My bf and I have been together for almost a year. There are a lot of great things that drew me to him–empathy, kindness, shared hobbies, positive attitude, etc. As we've gone on dates, I've noticed that he just doesn't care about what he wears and hardly gets ready in the morning. He never brushed or trimmed his hair and it's grown longer than mine. It's started to look like a rats nest. He also does not have very good oral hygiene and hadn't gone to the dentist for years (He lied to me about how long it had been). He will wear old, wrinkled clothes with holes in them. His apartment is kind of messy and stinks. I've tried gently hinting at it and would ask if he wants to get ready with me. I bought him a hairbrush because he literally does not own one and asked him to put deodorant on before getting in bed (the armpit sweat has stained my comforter).

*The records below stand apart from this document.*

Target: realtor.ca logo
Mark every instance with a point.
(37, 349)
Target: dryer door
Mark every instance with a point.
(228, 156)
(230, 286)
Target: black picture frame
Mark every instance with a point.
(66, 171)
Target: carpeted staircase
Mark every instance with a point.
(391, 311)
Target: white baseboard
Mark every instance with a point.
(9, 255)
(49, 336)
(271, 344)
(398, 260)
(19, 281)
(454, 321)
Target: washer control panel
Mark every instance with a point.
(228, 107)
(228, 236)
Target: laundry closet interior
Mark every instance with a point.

My sister's wedding is coming up and I've expressed that I've put a lot of effort into this and would mean a lot to me if he cut a few inches off his hair. I showed him some cuts I thought would look really good and offered to style it. I'm a pretty natural girl and never wear makeup or shave my legs but I put a lot of maintenance into my curly hair and having good hygiene. I am going all out and spending a lot on my appearance for this wedding. I've told him how I'm worried my sister will react to me not shaving my legs (it's very faint and can hardly be seen). He told me asking him to get a haircut and my sister asking me to shave my legs is "the same fucking thing". I've expressed to him many times that I like long hair and love his waves. I never expected him to cut it short, just manage it.

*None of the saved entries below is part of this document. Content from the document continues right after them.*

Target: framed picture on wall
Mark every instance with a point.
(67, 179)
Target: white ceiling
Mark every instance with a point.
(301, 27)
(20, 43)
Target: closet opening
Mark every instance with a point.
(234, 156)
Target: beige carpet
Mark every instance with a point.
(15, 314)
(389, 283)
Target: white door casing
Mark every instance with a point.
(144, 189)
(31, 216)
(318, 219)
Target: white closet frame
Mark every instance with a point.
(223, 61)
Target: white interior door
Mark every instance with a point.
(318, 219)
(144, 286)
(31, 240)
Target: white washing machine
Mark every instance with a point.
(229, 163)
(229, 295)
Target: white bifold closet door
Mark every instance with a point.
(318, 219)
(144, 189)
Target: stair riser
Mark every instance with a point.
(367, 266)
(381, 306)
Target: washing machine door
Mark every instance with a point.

I've also noticed that he's been more moody with me and it makes me feel bad.
Me: "Did you see my shoes?" Him: "I just told you, they are in the back."
I told him my roommate didn't want us using metal on her pans. I saw him using metal and thought she was in earshot so I looked at him and didn't say anything (I didn't want to cause more drama with her) so I just gave him something else to use. Him: "What am I doing wrong? Ok, fine, YOU do it then." Me: "Hey I don't like it when you snap at me like that." Him: "Well you're looking at me like it's obvious and I'm stupid."
I showed him some old metal I used to listen to, "This kind of music is stupid".
Me:"Hey we've been in the sun a lot today are you sure you don't want sunscreen?"
Him aggressively: "If you remind me one more time I'm gonna get mad." and then got horrendously sunburnt and embarrassed.
Sometimes he will apologize later on his own but other times I will tell him how it made me feel and he will say sorry. I asked him if there is anything I'm doing that makes him feel or respond that way, "No, I'm just being moody."

The other day we had been practicing a song together to perform at an open mic night. I was really nervous and kept messing up a part. I could tell he was getting impatient with me. I paused mid-song to collect myself and he said something like "Stopping like that is gonna look stupid, you gotta keep going." It triggered me pretty bad. I really shut down. I told him I was too upset to do this anymore and we went home. He apologized but said "I didn't say "you'll" sound stupid, I said "it'll" sound stupid. If anything, I said "bad" not stupid. I would never call you stupid. But I was impatient and I'm sorry. I won't use the word "stupid" again." I also apologized because I did feel as if I overreacted to an extent. I acknowledged that I was triggered and reacted more strongly than I normally would have but I still voiced my concern.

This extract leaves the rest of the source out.